THE IMPACT OF INFORMATION TECHNOLOGY ON INVENTORY CONTROL IN THE OIL AND GAS SECTOR OF NIGERIA
BACKGROUND OF STUDY
The American institutes of accountants defines the term inventory as “the aggregate of these items of tangibles properties which are held on sales in the ordinary course of business, are in process of production for such sale or one to be currently consumed in the production of goods or services to be available for sale”. Advanced accounts.

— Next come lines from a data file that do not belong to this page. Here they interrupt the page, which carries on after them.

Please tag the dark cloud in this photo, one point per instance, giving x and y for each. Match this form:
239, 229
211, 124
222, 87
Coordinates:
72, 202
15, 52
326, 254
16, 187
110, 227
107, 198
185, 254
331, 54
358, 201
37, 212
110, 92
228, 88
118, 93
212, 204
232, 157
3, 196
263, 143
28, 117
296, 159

Inventories are the significant portion of most forms of assets which accordingly requires substantial investment in order to keep these inventories from becoming unnecessarily large, inventories must be managed efficiently. In efficient procedures regarding inventory and some items of stocks, other overstock, necessitate excessive investment. Inefficiencies ultimately will have an adverse effect upon profits, thus the effect of inventory control in flexibility and level of investment required in categories represent two sides of the same coin. These are various principles of inventory control which will be viewed from the content of a profit oriented organization form which a base can be formed for the title of the project.
In the modern business worlds, greater importances have been put to the control of inventory. Its concern in the management of inventory control must be to provide right goods in right condition at the right time. It implies that, the control procedure should be able to;
- retain appropriate stock levels
- Ensure proper use of stock in business operation.
- Ensure the inventory is duly accounted for.
- Safe guarding of stock against loss or misuse the management needs to ensure that adequate control procedures for purchasing and controlling of inventory in a way that optimum balance is obtained between efficient control and economy.
STATEMENT OF THE PROBLEM
Using information technology in inventory control is one of the most recent aspects of the modern business method. A lot of establishments engage diverse strategies to achieve accountability goal. The control problem of inventory control as it store and proper recondition of possible loss to a business through interruption of production or failure to meet other with the holding cost of stock large enough to give security against loss.